A campanha para as eleições de 2006 estabelece um gigantesco desafio de discernimento para a opinião pública nacional. No final do ano que vem, estaremos celebrando o resgate de alguma dignidade nas redações, ou estaremos lamentando, como em 1989, a submissão dos editores à vontade dos marqueteiros políticos. O jogo já começou, e não promete oferecer ao leitor o melhor espetáculo em termos de equilíbrio informativo.
Em 1989, com os grandes jornais e revistas semanais babando sobre o badalado charme de Fernando Collor e sua corte alagoana, o espetáculo das manipulações encontrou uma sociedade ainda muito dependente dos diários e da televisão comercial. De lá para cá, a internet se impôs sobre o oceano midiático como um tsunami que não quer recuar, a TV paga multiplicou as alternativas de noticiário e a imprensa diária perdeu mais de um milhão de leitores.

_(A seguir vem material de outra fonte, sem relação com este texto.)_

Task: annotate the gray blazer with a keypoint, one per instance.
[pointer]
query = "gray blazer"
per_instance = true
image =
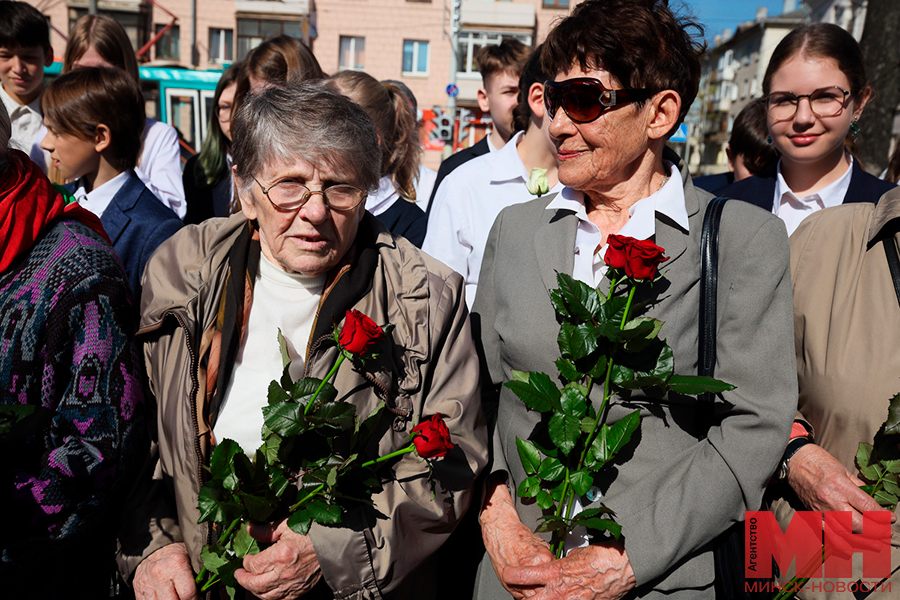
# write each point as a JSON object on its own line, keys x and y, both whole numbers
{"x": 683, "y": 482}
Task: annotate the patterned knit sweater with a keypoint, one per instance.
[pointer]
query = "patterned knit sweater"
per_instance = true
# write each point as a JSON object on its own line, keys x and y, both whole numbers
{"x": 67, "y": 327}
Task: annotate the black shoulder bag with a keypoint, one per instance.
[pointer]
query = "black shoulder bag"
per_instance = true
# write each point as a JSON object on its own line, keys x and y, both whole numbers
{"x": 729, "y": 546}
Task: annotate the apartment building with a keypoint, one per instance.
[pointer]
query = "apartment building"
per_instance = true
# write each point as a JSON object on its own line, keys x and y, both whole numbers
{"x": 405, "y": 40}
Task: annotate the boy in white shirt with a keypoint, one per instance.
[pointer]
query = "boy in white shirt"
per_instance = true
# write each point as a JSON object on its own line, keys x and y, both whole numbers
{"x": 24, "y": 52}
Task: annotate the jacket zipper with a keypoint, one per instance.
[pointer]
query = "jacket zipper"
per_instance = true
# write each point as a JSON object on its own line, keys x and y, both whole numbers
{"x": 195, "y": 386}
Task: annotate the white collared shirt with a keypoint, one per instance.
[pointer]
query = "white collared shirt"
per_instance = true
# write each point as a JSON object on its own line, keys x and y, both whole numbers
{"x": 26, "y": 121}
{"x": 589, "y": 266}
{"x": 792, "y": 210}
{"x": 98, "y": 199}
{"x": 159, "y": 166}
{"x": 466, "y": 204}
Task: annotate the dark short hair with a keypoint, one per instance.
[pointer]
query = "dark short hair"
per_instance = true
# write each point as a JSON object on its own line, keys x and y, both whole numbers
{"x": 289, "y": 120}
{"x": 822, "y": 40}
{"x": 22, "y": 25}
{"x": 509, "y": 56}
{"x": 641, "y": 43}
{"x": 75, "y": 103}
{"x": 531, "y": 74}
{"x": 749, "y": 138}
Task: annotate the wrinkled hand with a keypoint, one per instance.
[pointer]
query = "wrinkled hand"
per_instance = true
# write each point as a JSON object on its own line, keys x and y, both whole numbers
{"x": 590, "y": 573}
{"x": 286, "y": 569}
{"x": 822, "y": 483}
{"x": 166, "y": 575}
{"x": 508, "y": 541}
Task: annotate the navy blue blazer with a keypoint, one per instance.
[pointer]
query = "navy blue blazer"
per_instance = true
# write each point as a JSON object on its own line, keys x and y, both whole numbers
{"x": 760, "y": 189}
{"x": 136, "y": 223}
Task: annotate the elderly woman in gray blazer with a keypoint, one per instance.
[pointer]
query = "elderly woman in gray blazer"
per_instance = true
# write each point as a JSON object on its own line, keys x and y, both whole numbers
{"x": 626, "y": 72}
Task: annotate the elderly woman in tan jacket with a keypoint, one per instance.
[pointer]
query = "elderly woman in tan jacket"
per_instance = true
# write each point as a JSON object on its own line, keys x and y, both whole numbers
{"x": 301, "y": 254}
{"x": 846, "y": 324}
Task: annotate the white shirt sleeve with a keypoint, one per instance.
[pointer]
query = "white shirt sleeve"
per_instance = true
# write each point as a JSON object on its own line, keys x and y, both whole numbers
{"x": 160, "y": 165}
{"x": 447, "y": 237}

Um dos ícones desse tempo repousa, bem escondido em algumas poucas gavetas, longe dos olhos do público: a preciosa edição-piloto, gestada durante mais de seis meses na redação do Estado de S.Paulo, de uma revista que deveria marcar a grande ofensiva do tradicional jornal paulista sobre a concorrência. Pífia, pobre e provinciana, trazia na capa uma ‘reportagem’ sobre os ‘príncipes do Brasil’ – ninguém menos do que os dois filhos do então presidente. Caras não faria pior.
Nada a oferecer
Mas a imprensa amadureceu e aprendeu algumas sutilezas. Por exemplo, os almoços com próceres do PSDB já não são noticiados, embora nas redações se comente a coincidência entre esses encontros e o incremento de pautas encomendadas, especialmente às editorias de Política e Economia. Neste mês de maio, uma mesma pauta brotou simultaneamente na Folha e no Estado.
Enquanto isso, a área de comunicação do governo petista segue desfilando arrogância e incompetência, oferecendo justificativas para o mais frio dos observadores a respeito de certa dificuldade do partido em compreender o sentido da imprensa na sociedade democrática. Entre uma e outra força política, as possibilidades de a opinião pública vir a receber informação confiável e de qualidade nos próximos meses tende a cair sensivelmente.
Não é mera coincidência que praticamente todos os editores que participaram do Curso Master de Jornalismo desde 1998 tenham sido afastados de seus cargos ou demitidos logo após haverem tentado aplicar em suas redações o resultado de um ambicioso programa-modelo de cobertura eleitoral. O curso, aplicado pelo Centro de Estudos Universitários – entidade vinculada à Universidade de Navarra, Espanha, e ligada à organização católica Opus Dei – permitia estruturar uma cobertura menos vulnerável à editorialização do noticiário político e estabelecia padrões éticos muito claros sobre o tratamento de pesquisas eleitorais, além de habituar os editores a considerar quase diariamente o efeito de cada edição na opinião pública.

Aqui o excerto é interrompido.